Click to learn more about Kidney Biopsy
If your doctor wants you to have a kidney biopsy, here are some things you should know.
A kidney biopsy involves taking one or more tiny pieces of your kidney tissue to look at under a regular microscope and a highly specialized electron microscope.
The kidney tissue may be taken in one of two ways:
- Percutaneous (means through the skin) biopsy: This is done using a needle placed through the skin over the kidney and guided to the right place in the kidney, usually with the help of ultrasound or under CT guidance.
- Open biopsy: The kidney tissue is taken directly from the kidney during surgery.
The kidney tissue is sent to a doctor (pathologist) who looks at it using special microscopes. He or she will check for any abnormal cells or signs of disease.
Reasons for doing a kidney biopsy
Some kidney problems can often be found by blood and urine tests, a sonogram (an image made by ultrasound) or other specialized X-rays, and a physical examination rather than a biopsy. But, in some patients with certain types of kidney disease, and those with a kidney transplant that is not working properly, a correct diagnosis can only be made with a kidney biopsy.
Specific reasons to do a kidney biopsy include:
- Blood in the urine (hematuria) or protein in the urine (proteinuria)
- Abnormal blood test results
- Acute or chronic kidney disease with no clear cause
- Nephrotic syndrome (which happens when the filtering units of the kidney are damaged)
A kidney biopsy may also help to find:
- A particular disease to see if it gets better with treatment or if it is getting worse. It may also show a problem that cannot be cured but can be slowed down by other therapy.
- How much permanent damage has happened in the kidney.
- Why a transplanted kidney is not working well. It helps your doctor decide on further treatment.
- A kidney tumor.
- Other unusual or special conditions.
Your healthcare provider should explain about the kidney biopsy. You should know why it is necessary, the benefits and any risks. You will be asked to sign a consent (permission) form to make sure you are aware of any risks. Be sure you understand the risks before you sign the consent form. You may want to write down a list of questions about the biopsy.

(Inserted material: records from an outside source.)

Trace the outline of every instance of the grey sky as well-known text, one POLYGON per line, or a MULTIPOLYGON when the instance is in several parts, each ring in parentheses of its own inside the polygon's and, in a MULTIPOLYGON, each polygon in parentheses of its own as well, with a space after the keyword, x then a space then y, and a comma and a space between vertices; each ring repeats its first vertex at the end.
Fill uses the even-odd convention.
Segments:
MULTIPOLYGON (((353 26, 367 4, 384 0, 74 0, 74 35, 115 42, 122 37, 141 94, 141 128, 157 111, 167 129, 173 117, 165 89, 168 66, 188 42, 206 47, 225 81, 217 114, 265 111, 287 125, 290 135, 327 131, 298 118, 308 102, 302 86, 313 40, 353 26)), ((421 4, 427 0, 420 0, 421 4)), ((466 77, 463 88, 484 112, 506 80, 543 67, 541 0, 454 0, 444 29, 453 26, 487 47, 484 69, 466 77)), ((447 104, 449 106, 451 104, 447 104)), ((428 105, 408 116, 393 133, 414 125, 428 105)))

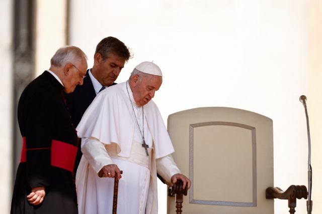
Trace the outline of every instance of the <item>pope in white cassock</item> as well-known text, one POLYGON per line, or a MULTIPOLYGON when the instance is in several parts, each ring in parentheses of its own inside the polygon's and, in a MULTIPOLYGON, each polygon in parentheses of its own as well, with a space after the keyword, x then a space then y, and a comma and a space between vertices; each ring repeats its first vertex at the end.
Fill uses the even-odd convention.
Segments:
POLYGON ((156 173, 190 188, 171 154, 174 150, 151 99, 162 84, 159 68, 144 62, 129 80, 102 91, 77 127, 83 156, 76 174, 79 213, 112 213, 114 179, 118 213, 157 213, 156 173), (98 173, 104 173, 100 177, 98 173))

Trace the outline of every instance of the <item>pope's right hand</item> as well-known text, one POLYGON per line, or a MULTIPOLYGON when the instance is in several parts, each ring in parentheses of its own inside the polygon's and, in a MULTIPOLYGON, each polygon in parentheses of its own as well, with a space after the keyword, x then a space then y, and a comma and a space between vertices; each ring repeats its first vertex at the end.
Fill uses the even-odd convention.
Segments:
POLYGON ((100 177, 122 177, 121 171, 116 164, 109 164, 103 167, 98 173, 100 177))

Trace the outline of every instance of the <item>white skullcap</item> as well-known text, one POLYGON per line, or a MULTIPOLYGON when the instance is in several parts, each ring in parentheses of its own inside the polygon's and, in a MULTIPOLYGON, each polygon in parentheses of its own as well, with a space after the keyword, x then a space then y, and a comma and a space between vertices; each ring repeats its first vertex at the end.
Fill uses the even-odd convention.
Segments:
POLYGON ((143 62, 137 65, 135 69, 141 72, 162 77, 160 68, 152 62, 143 62))

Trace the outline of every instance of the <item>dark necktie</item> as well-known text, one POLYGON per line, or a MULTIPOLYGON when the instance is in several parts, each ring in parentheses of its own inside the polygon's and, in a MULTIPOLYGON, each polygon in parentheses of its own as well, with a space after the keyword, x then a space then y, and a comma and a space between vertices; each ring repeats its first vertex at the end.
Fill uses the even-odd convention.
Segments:
POLYGON ((101 88, 101 89, 100 89, 100 91, 99 91, 99 93, 101 92, 102 91, 105 89, 106 88, 105 86, 102 86, 102 88, 101 88))

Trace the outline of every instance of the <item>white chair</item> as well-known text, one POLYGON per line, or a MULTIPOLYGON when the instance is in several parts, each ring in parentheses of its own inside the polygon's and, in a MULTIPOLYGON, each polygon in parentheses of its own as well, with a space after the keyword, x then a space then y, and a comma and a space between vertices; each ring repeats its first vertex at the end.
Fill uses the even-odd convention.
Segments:
POLYGON ((271 119, 235 108, 198 108, 170 115, 168 128, 175 160, 193 183, 187 196, 178 194, 179 203, 169 194, 169 214, 181 213, 180 200, 185 214, 273 214, 267 195, 293 198, 297 190, 295 206, 296 197, 305 197, 304 186, 266 192, 274 186, 271 119))

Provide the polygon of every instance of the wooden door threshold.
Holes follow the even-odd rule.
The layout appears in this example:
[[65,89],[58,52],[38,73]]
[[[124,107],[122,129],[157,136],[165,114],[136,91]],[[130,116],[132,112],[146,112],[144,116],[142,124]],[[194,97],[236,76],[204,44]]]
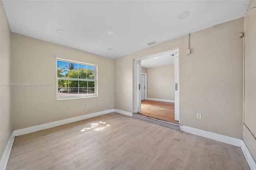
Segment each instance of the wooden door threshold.
[[180,130],[180,125],[172,122],[167,122],[167,121],[162,120],[158,119],[157,119],[153,118],[147,116],[143,116],[137,113],[133,113],[132,117],[144,121],[148,121],[156,124],[160,125],[166,127],[174,128],[174,129]]

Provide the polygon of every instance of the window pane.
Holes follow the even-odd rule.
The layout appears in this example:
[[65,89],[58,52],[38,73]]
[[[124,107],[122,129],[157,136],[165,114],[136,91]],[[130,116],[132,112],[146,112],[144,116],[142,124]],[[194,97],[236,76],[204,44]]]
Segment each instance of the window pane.
[[67,96],[68,95],[68,89],[67,87],[66,80],[58,80],[58,96]]
[[68,85],[66,84],[66,80],[58,80],[58,87],[66,87]]
[[68,70],[72,70],[74,69],[77,69],[78,67],[78,64],[74,63],[68,62]]
[[68,71],[64,70],[57,70],[57,74],[58,77],[67,77]]
[[79,94],[80,95],[86,95],[87,94],[87,88],[79,88]]
[[79,71],[86,72],[87,65],[84,64],[78,64],[78,71]]
[[69,80],[69,87],[78,87],[78,81],[77,80]]
[[79,81],[79,87],[87,87],[87,81]]
[[86,72],[78,72],[78,78],[87,79],[86,79]]
[[94,79],[94,66],[87,65],[87,79]]
[[87,79],[90,79],[91,80],[94,80],[94,73],[87,73]]
[[68,69],[68,62],[57,61],[57,68],[60,69]]
[[88,94],[94,94],[94,88],[88,88]]
[[78,72],[76,70],[69,71],[68,78],[78,79]]
[[88,81],[88,87],[94,87],[94,82]]
[[90,69],[91,70],[93,71],[94,72],[94,68],[95,66],[92,66],[92,65],[87,65],[87,68],[88,69]]
[[78,88],[68,88],[69,93],[70,96],[77,95],[78,95]]

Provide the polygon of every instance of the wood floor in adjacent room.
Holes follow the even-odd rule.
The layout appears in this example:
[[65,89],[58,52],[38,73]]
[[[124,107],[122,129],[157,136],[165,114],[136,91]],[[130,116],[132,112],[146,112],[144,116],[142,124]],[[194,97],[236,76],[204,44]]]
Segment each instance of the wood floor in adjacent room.
[[115,113],[15,138],[6,170],[249,170],[236,146]]
[[141,111],[138,114],[179,123],[174,119],[174,103],[147,100],[141,101]]

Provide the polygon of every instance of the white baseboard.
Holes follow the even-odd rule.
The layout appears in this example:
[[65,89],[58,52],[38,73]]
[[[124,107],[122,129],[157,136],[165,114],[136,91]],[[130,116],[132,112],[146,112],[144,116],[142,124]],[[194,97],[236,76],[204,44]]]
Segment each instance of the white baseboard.
[[4,170],[6,167],[6,165],[7,165],[7,163],[8,162],[8,160],[9,159],[9,156],[11,153],[11,150],[12,150],[13,142],[14,141],[15,137],[14,133],[13,132],[12,132],[11,136],[10,137],[9,140],[8,140],[7,145],[4,150],[3,156],[1,159],[1,162],[0,162],[0,170]]
[[180,130],[196,135],[200,136],[206,138],[209,138],[215,140],[231,144],[236,146],[242,147],[242,146],[243,140],[241,139],[186,127],[186,126],[180,126]]
[[62,120],[60,121],[56,121],[55,122],[50,122],[50,123],[34,126],[26,128],[16,130],[14,131],[14,135],[15,136],[22,135],[22,134],[27,134],[28,133],[32,133],[32,132],[36,132],[38,131],[41,130],[42,130],[51,128],[53,127],[57,127],[58,126],[62,125],[67,124],[68,123],[72,123],[72,122],[76,122],[77,121],[82,121],[82,120],[86,119],[89,119],[92,117],[96,117],[96,116],[100,116],[101,115],[110,113],[112,112],[114,112],[114,111],[115,109],[113,109],[110,110],[108,110],[106,111],[102,111],[99,112],[96,112],[88,115],[85,115],[82,116],[78,116],[77,117],[67,119],[66,119]]
[[132,116],[132,112],[129,112],[126,111],[122,111],[122,110],[117,109],[115,109],[115,112],[117,113],[122,114],[129,116]]
[[256,170],[256,162],[253,158],[253,157],[250,152],[249,149],[245,144],[244,142],[243,141],[242,147],[241,147],[242,150],[244,152],[245,158],[246,158],[248,164],[252,170]]
[[174,101],[172,100],[160,99],[158,99],[147,98],[147,100],[154,100],[155,101],[165,101],[166,102],[174,103]]

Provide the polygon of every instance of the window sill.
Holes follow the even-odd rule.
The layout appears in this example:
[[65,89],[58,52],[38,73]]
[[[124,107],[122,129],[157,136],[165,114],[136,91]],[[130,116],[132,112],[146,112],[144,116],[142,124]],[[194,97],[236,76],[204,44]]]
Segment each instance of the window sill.
[[70,100],[70,99],[74,99],[89,98],[92,98],[92,97],[98,97],[98,96],[88,96],[88,97],[74,97],[74,98],[70,98],[57,99],[56,100],[58,101],[58,100]]

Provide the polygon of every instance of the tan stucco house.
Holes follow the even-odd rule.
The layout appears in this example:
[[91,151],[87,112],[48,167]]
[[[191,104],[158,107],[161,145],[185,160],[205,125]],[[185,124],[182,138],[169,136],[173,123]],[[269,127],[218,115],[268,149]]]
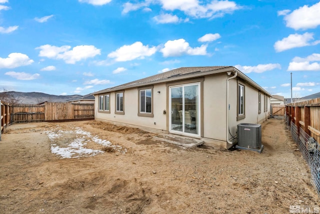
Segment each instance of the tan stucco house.
[[237,124],[261,123],[271,94],[232,66],[180,68],[92,93],[96,120],[228,148]]

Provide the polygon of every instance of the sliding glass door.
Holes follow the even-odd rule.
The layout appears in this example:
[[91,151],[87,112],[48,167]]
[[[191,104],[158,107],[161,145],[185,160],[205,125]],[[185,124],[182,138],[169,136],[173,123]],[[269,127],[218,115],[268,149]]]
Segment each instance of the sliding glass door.
[[169,88],[170,130],[172,133],[199,136],[199,84]]

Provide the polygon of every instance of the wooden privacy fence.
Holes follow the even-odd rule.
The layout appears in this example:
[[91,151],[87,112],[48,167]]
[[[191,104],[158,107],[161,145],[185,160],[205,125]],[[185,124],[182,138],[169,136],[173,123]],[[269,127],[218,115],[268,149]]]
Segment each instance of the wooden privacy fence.
[[301,128],[320,142],[320,98],[288,104],[286,112],[289,122],[292,122],[298,126],[298,132]]
[[12,105],[12,122],[42,122],[44,120],[44,104]]
[[94,104],[45,103],[45,121],[94,118]]
[[271,114],[272,116],[284,116],[286,106],[281,104],[271,105]]
[[48,102],[12,106],[11,122],[42,122],[94,118],[94,104]]

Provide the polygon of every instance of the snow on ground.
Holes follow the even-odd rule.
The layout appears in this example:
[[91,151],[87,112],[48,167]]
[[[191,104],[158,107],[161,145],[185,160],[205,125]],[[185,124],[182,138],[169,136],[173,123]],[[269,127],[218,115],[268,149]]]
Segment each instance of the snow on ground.
[[104,153],[100,150],[86,148],[88,143],[94,142],[102,146],[110,146],[114,150],[126,153],[120,146],[112,145],[110,141],[100,139],[98,136],[92,136],[80,128],[72,128],[74,130],[64,130],[58,125],[54,129],[46,132],[52,142],[51,152],[64,158],[89,157]]

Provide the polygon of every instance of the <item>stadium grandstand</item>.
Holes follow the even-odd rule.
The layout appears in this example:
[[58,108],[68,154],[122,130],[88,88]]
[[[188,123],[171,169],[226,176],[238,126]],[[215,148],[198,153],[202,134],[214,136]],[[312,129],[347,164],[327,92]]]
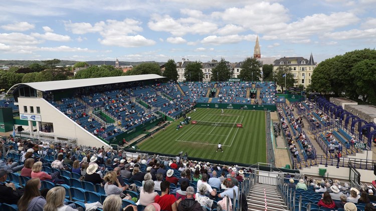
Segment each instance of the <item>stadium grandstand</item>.
[[[80,210],[105,210],[105,201],[116,203],[111,194],[122,197],[117,208],[141,211],[193,210],[179,199],[194,195],[207,210],[376,203],[376,124],[317,95],[278,94],[273,82],[154,74],[18,84],[7,94],[0,181],[16,191],[41,171],[42,192],[60,187],[53,190],[64,189],[65,203]],[[0,210],[18,210],[20,197],[0,197]]]

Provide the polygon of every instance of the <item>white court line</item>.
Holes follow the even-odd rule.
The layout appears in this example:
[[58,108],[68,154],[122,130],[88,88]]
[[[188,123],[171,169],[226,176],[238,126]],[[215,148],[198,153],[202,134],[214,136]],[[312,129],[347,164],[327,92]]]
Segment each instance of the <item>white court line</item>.
[[[183,141],[183,140],[176,140],[176,141],[180,141],[181,142],[187,142],[187,143],[195,143],[195,144],[208,144],[208,145],[214,145],[215,146],[218,146],[218,144],[210,144],[210,143],[203,143],[202,141],[202,141],[201,140],[198,140],[197,141],[200,141],[200,142],[188,141]],[[222,144],[222,146],[228,146],[227,145],[223,145],[223,144]]]
[[197,134],[204,134],[204,135],[216,135],[218,136],[226,136],[226,135],[217,135],[217,134],[209,134],[208,133],[196,133]]
[[[240,120],[240,123],[241,123],[243,122],[243,118],[242,118],[242,120]],[[230,146],[232,146],[233,142],[234,142],[234,139],[235,139],[235,137],[236,137],[236,134],[238,133],[238,131],[239,130],[239,128],[238,127],[236,129],[236,132],[235,132],[235,135],[234,135],[234,138],[233,138],[233,140],[231,141],[231,144],[230,145]]]
[[[238,120],[238,118],[239,118],[239,116],[238,116],[238,117],[236,118],[236,120],[235,120],[235,121],[236,121],[237,120]],[[223,142],[224,144],[225,144],[225,143],[226,143],[226,141],[227,141],[227,139],[229,138],[229,136],[230,135],[230,134],[231,133],[231,131],[232,131],[233,129],[234,129],[234,128],[232,127],[231,128],[231,130],[230,130],[230,132],[229,132],[229,134],[227,135],[227,137],[226,137],[226,139],[225,140],[225,142]],[[235,137],[235,136],[234,136],[234,137]]]
[[[220,121],[220,121],[219,122],[218,122],[218,123],[219,123]],[[213,132],[213,131],[215,129],[216,129],[216,127],[217,127],[217,125],[218,125],[218,124],[216,125],[216,126],[215,126],[214,127],[213,127],[213,129],[212,129],[212,131],[210,131],[210,132],[209,133],[209,135],[210,135],[210,134],[212,133],[212,132]]]
[[[206,115],[205,116],[204,116],[204,117],[203,117],[203,118],[202,118],[202,119],[201,119],[200,120],[199,120],[199,121],[202,120],[203,119],[204,119],[204,118],[206,117],[206,116],[208,116],[208,114],[207,114],[207,115]],[[185,131],[184,132],[183,132],[183,133],[182,133],[182,134],[181,135],[180,135],[180,136],[179,136],[179,137],[178,137],[177,138],[176,138],[176,140],[177,140],[177,139],[179,139],[179,138],[180,138],[180,137],[181,137],[181,136],[182,136],[183,135],[184,135],[184,134],[185,134],[185,133],[186,133],[187,132],[188,132],[188,131],[189,131],[189,130],[190,130],[190,129],[192,129],[193,128],[193,127],[191,127],[190,128],[189,128],[189,129],[188,129],[187,130],[186,130],[186,131]],[[195,128],[195,129],[196,129],[196,128]],[[194,129],[194,130],[193,130],[193,131],[195,131],[195,130],[194,130],[195,129]]]

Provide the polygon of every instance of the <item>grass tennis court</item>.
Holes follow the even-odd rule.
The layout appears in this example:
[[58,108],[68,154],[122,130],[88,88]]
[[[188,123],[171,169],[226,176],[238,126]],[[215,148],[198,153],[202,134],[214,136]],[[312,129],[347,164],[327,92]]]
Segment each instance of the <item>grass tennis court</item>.
[[[139,144],[139,149],[172,154],[183,151],[191,157],[243,163],[266,162],[264,111],[226,109],[222,115],[221,109],[198,108],[186,116],[210,123],[190,124],[176,130],[180,118]],[[243,128],[235,123],[241,123]],[[224,152],[216,152],[219,142]]]

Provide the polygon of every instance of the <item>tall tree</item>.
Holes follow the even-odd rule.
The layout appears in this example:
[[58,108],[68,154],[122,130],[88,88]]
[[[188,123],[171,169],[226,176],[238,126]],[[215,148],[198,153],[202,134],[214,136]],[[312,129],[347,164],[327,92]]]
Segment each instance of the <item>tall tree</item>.
[[45,60],[43,62],[45,65],[49,67],[50,73],[52,75],[52,79],[53,80],[55,77],[56,76],[59,72],[61,72],[60,70],[56,68],[56,65],[60,63],[60,60],[54,59],[51,60]]
[[184,77],[187,81],[202,81],[204,78],[204,73],[203,73],[203,66],[201,63],[196,61],[189,62],[185,67],[185,72],[184,72]]
[[174,60],[169,59],[164,64],[163,76],[167,77],[168,80],[172,81],[177,80],[177,70],[176,70],[176,65]]
[[287,89],[293,87],[295,80],[291,73],[291,68],[287,66],[279,66],[274,71],[274,81],[277,85],[281,87],[282,92],[285,89],[285,84]]
[[225,81],[231,78],[231,70],[228,62],[221,59],[217,67],[212,69],[212,81]]
[[260,62],[255,58],[247,58],[241,66],[242,70],[238,76],[247,81],[259,81],[261,78]]
[[39,73],[45,69],[45,67],[43,66],[38,63],[33,63],[28,67],[32,70],[32,73]]
[[86,62],[78,62],[73,65],[73,69],[76,68],[89,67],[89,64]]
[[[263,79],[264,80],[267,80],[267,79],[270,79],[272,78],[270,77],[270,76],[273,76],[273,65],[264,65],[262,66],[262,72],[263,72]],[[269,80],[269,81],[271,81]]]
[[126,74],[127,75],[142,74],[162,75],[159,65],[155,62],[140,64],[134,67],[132,70],[127,71]]

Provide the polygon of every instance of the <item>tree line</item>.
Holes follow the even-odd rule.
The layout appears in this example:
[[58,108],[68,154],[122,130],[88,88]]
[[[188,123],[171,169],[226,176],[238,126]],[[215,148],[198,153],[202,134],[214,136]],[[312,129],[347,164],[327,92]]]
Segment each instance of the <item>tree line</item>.
[[311,79],[307,91],[376,105],[376,50],[355,50],[326,59],[318,64]]

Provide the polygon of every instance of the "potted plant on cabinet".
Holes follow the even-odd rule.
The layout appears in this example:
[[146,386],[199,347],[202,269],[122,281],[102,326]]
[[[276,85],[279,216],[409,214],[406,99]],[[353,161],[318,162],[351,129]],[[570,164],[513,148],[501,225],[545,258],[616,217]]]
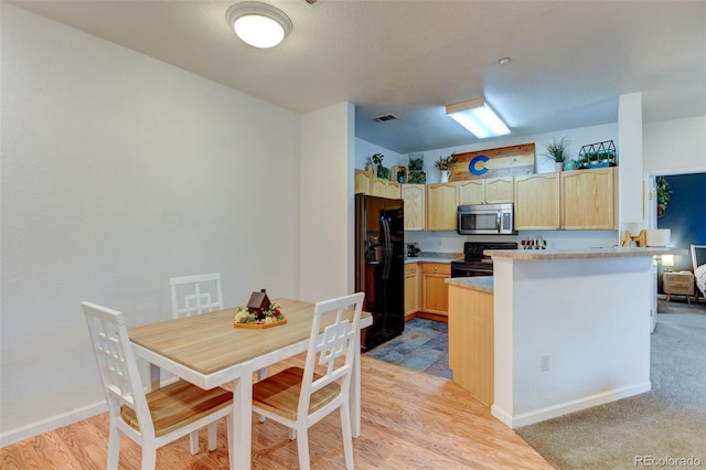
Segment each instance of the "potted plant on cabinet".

How to get ready for the biopsy
For two weeks before the biopsy, you should not take aspirin, over-the-counter pain medicines such as ibuprofen, naproxen, Advil, Nuprin, or other medicines that may cause thinning of the blood. These medicines can change the way the blood clots and raise the risk of bleeding. Blood and urine samples are usually taken before the kidney biopsy to make sure you do not have an infection or other condition. Your doctor may also want you to change other medications before the biopsy.
You may be told to not eat or drink for eight hours before the procedure.
How the biopsy is done
A kidney biopsy is usually done in a hospital. An overnight stay may be needed to watch for any complications. You may be awake with only light sedation, or asleep under general anesthesia. You will be lying face down with a pillow under your rib cage. If the biopsy is done on a transplanted kidney, you will be lying on your back.
Percutaneous biopsy: The kidney is found using a sonogram, X-ray images, or both. Sometimes, an injection of dye into your veins may be needed to help the doctor find the kidney and important blood vessels.
Once the site for the biopsy is found, your skin is marked, then cleaned where the biopsy needle will be inserted. You will receive a local anesthetic to numb the area where the biopsy needle enters. You will be asked to take in a deep breath and hold it as the doctor puts in the needle. When the needle pushes through the skin to the kidney, you may feel a “pop” or pressure. It is important to stay still and to hold your breath (about 45 seconds or less). Sometimes two needle passes are needed to get enough tissue for diagnosis.
When enough kidney tissue is taken, the needle is removed and a bandage is placed over the needle puncture site.
Open kidney biopsy: Some patients should not have a needle biopsy because they may have a history of bleeding problems. For these patients, an open operation may be done where the surgeon can actually see the kidney to get tissue for study.
After the test
You may need to rest in bed for 12 to 24 hours after the biopsy, as directed by the doctor. Staying still on the bed helps to heal the site where the kidney tissue was taken and lessen the chance of bleeding.
Your blood pressure and pulse are checked often to look for any signs of bleeding inside your body, or other complications. Blood tests are also done. You may eat and drink fluids after the biopsy. If your blood tests, blood pressure and pulse are stable, you should be allowed to leave the hospital the next day.
Your doctor will talk to you about physical activity and things to watch for after going home from the hospital. Heavy lifting, strenuous exercise, including contact sports, and sexual intercourse should be avoided for two weeks after the biopsy.
If you had an open biopsy, be sure to ask your doctor for any specific instructions you need to follow after the surgery.